Adam Cooke, le journaliste qui va travailler chez Télîle, dans le cadre du projet, Initiative de journalisme local. On le voit au piano lors du concert de Noël 2019 à La Picasse.
Adam Cooke, le journaliste qui va travailler chez Télîle, dans le cadre du projet, Initiative de journalisme local. On le voit au piano lors du concert de Noël 2019 à La Picasse.

Télîle bénéficie d’un projet intéressant

Robert Fougère
ARICHAT : La communauté de l’Isle Madame et des environs vient d’apprendre la bonne nouvelle que Télîle, la télévision communautaire de l’Isle Madame, s’est vu octroyer un projet dans le cadre d’une initiative pancanadienne por tant le nom d’Initiative de journalisme local. L’annonce de cette initiative pancanadienne remonte au printemps 2019, mais, pour ce qui est de Télile, le travail du journaliste sur le terrain n’a débuté qu’à la mi-janvier de cette année.

     Selon la directrice générale de Télîle, Cora LeBlanc, c’est un projet qui verra un journaliste local travailler, en région et auprès de Télîle, pendant au moins soixante semaines, et ce, à raison de 35 heures par semaine. Un bel atout pour un organisme qui a toujours à faire des collectes de fonds pour rejoindre les bouts et desservir sa population.

     Le programme, Initiative de journalisme local, prête main-forte à des organismes comme Télîle qui œuvrent en milieu rural et où les communautés sont mal desservies par les télévisions existantes, pour ce qui est du contenu local. C’est ce qui a poussé Canadian Association of Community Television Stations and Users (CACTUS) à faire la demande pour Télîle. Cette demande a été approuvée, au grand plaisir de sa directrice générale, Cora LeBlanc qui précise que le programme relève du secteur de Patrimoine canadien.

     Une recherche sur des sites Internet permet de constater que : « Le financement dans le cadre de l’Initiative de journalisme local permettra à CACTUS et à la Fédération de placer des journalistes professionnels dans des communautés mal desservies par d’autres médias au Canada. Les journalistes coordonneront des équipes de citoyens et d’organisations locales pour produire des nouvelles et des informations locales, renforçant ainsi la capacité de production de nouvelles dans ces communautés mal desservies depuis longtemps. »

     Dans le cas de Télîle, c’est Adam Cooke, originaire de l’Ardoise et ancien élève de l’École acadienne de l’Ardoise, qui a été choisi pour ce projet. Celui-ci a étudié et travaille dans le domaine de journalisme depuis le début de sa carrière. Il a travaillé à la radio CIGO de Port Hawkesbury, au journal The Reporter et il a été pigiste à l’émission Information Morning de la CBC, région du Cap- Breton. Il est aussi musicien qui a déjà deux disques à son actif et il est en train d’en préparer un troisième. Le bureau de direction de Télîle a pleinement confiance en M. Cooke et est persuadé qu’il saura faire un excellent travail et qu’il sera en mesure de faire de la programmation en français, si la demande se présente.

     Un peu d’histoire

     La télévision communautaire, Télîle, a été mise sur pied suivant l’effondrement des stocks de morue et la fermeture de l’usine de transformation Booth Fisheries, à Petit-de-Grat. L’objectif était de donner une voix à la communauté, de créer un outil de communication pour la communauté qui venait d’être durement touchée par cette fermeture et de créer des emplois dans le domaine de la production de films et de vidéos. Des formations ont été offertes à des personnes déplacées de l’industrie de la pêche et, à long terme, des emplois ont été créés. Présentement quatre employés y travaillent à temps plein. En 2019, Télîle a célébré 25 ans d’existence sur les ondes.
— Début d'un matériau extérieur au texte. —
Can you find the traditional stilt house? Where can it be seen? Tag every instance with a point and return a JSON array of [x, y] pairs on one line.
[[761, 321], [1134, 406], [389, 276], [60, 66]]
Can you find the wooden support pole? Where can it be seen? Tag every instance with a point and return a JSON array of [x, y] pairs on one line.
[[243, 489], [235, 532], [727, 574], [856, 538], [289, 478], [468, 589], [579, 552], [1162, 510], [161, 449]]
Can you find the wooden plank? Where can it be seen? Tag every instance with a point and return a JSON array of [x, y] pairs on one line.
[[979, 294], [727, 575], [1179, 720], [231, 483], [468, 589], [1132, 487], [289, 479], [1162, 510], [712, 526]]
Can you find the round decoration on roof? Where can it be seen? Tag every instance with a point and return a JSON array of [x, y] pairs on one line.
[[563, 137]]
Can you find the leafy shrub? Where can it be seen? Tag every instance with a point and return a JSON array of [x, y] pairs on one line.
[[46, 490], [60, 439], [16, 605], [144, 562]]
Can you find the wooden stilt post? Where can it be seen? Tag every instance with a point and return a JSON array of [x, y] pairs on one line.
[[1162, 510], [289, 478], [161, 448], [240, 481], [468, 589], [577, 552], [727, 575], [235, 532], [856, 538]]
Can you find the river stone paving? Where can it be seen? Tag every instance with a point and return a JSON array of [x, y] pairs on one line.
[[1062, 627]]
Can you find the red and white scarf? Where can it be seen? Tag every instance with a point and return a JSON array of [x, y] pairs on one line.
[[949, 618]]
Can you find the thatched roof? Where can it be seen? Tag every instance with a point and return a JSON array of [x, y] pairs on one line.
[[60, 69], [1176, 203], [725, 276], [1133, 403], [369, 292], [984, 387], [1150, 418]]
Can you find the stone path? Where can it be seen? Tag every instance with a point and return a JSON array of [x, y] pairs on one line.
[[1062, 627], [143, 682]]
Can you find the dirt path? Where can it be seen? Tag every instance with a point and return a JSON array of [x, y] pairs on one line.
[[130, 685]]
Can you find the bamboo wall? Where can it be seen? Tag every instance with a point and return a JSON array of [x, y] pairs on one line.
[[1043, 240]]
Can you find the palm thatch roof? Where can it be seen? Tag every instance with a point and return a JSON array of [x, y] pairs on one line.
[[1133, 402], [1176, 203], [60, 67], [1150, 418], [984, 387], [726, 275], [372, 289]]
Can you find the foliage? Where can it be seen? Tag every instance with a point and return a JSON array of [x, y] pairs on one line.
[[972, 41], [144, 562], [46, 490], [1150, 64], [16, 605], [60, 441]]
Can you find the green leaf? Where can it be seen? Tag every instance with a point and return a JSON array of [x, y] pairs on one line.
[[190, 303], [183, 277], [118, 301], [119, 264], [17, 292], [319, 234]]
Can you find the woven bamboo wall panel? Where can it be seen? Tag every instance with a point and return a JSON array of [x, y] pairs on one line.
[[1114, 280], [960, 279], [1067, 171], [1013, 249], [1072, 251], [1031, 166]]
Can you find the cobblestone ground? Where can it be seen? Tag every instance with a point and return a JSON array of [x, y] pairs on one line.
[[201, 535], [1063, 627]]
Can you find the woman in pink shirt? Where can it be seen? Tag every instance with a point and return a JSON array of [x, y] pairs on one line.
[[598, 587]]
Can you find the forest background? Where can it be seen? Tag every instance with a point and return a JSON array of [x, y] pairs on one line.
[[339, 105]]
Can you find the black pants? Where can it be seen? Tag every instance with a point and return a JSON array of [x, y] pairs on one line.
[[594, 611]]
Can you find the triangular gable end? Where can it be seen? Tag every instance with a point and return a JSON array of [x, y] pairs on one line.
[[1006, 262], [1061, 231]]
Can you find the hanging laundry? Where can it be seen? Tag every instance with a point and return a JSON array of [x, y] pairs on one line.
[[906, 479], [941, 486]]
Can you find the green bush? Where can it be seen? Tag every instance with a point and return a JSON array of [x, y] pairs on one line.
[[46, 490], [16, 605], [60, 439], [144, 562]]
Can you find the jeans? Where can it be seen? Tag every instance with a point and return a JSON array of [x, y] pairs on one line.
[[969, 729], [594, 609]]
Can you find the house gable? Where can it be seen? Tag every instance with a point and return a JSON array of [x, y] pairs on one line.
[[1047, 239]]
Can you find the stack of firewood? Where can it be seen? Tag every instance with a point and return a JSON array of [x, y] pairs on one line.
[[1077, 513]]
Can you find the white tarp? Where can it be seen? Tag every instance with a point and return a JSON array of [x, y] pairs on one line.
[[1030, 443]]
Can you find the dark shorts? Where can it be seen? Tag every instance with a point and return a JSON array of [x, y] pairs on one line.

     Que dit et que fait Télîle? Télîle recherche les histoires, les réalisations et les scènes de notre région. On aime aussi nous joindre à d’autres communautés pour ce qui est de l’histoire, de la musique et la chanson. Un partenariat avec la région de Chéticamp existe depuis de nombreuses années.

     Que l’on soit à une remise de diplômes, à un festival d’été, à des concerts, à des inaugurations, à des réunions du conseil municipal ou simplement à montrer la beauté de l’île, on célèbre la culture et on est un véritable outil de communication.

La porte d’entrée du bureau de Télîle à Arichat, un édifice qui a été construit il y a une quinzaine d’années, pour répondre aux besoins dans le domaine de la production de vidéos et d’une programmation locale.